This view of history doesn’t stand up to close examination. Soviet sources demonstrate that the Chinese communist victory, far from having nothing to do with the Russians, actually had everything to do with the Russians, with some negative American assistance.

Let’s briefly recap on the relations between the KMT and the communists. After the great break of 1927, the communists retreated, first to the mountains and then, after the Long March of 1934-35, to north-west China. The Xi’an Incident of December 1936, where Chiang Kai-shek was released from captivity only on the agreement that he stop fighting the communists, heralded the start of the second united front between the KMT and the communists. The KMT and Red armies were united under the command of Chiang Kai-shek. The Red Army was reorganised into the New Fourth Army and the Eighth Route Army. There were some examples of co-operation, albeit with little success, against the Japanese. In September 1937, Lin Biao’s communist Eighth Route Army fought side by side with Yan Xishan’s KMT troops against Japanese and Mongol forces in the battle of Taiyuan. Communist and KMT troops also fought side by side in the 1937 Central China campaign known as the Battle of Wuhan.

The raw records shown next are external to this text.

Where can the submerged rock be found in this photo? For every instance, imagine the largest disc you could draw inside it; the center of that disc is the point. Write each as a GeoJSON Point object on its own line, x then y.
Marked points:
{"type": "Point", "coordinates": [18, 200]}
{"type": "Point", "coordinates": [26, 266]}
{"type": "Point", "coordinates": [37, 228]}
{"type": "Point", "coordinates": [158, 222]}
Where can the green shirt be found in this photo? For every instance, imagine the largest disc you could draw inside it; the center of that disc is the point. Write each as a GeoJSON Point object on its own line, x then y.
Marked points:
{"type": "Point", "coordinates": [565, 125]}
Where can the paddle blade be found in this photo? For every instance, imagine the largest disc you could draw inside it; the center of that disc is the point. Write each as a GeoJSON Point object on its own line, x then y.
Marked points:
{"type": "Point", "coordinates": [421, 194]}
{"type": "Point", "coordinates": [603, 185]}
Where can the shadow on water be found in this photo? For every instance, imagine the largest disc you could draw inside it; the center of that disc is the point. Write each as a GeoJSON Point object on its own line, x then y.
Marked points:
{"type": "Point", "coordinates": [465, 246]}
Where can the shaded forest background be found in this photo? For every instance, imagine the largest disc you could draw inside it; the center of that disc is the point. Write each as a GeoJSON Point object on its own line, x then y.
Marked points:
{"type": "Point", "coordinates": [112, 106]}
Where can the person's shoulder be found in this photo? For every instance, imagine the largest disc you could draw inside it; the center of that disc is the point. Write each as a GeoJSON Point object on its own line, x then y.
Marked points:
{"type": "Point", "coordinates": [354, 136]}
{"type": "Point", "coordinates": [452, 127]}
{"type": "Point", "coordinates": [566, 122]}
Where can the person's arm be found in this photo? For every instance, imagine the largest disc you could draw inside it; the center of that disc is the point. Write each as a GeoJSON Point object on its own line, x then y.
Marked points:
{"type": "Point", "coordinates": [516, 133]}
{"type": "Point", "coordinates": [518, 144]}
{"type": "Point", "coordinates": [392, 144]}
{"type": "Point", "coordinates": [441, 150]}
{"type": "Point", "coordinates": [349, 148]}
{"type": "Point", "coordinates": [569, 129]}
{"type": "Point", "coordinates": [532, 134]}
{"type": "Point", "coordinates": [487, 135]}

But co-operation and lines of command were fuzzy and grudging. Both sides kept contending for territory in the areas not under Japanese control. In particular, the communists tried to gain control of guerrilla forces fighting behind Japanese lines. If a guerrilla band refused to switch allegiances, the communists would declare them to be collaborationists and attack them. For example, the Red Army attacked and wiped out a brigade of Chinese militia in Hebei in June 1939.

Chiang Kai-shek continually ordered the comm­unists to abandon positions they had taken from the KMT. Particular problems arose in Henan, Jiangsu and Anhui provinces in East China where, in 1939 and 1940, communists attacked KMT forces. In December 1940, Chiang Kai-shek ordered the communist New Fourth Army to evacuate Jiangsu and Anhui provinces towards the north of the old bed of the Yellow River. The communists rejected this, only agreeing to move to north of the Yangtze.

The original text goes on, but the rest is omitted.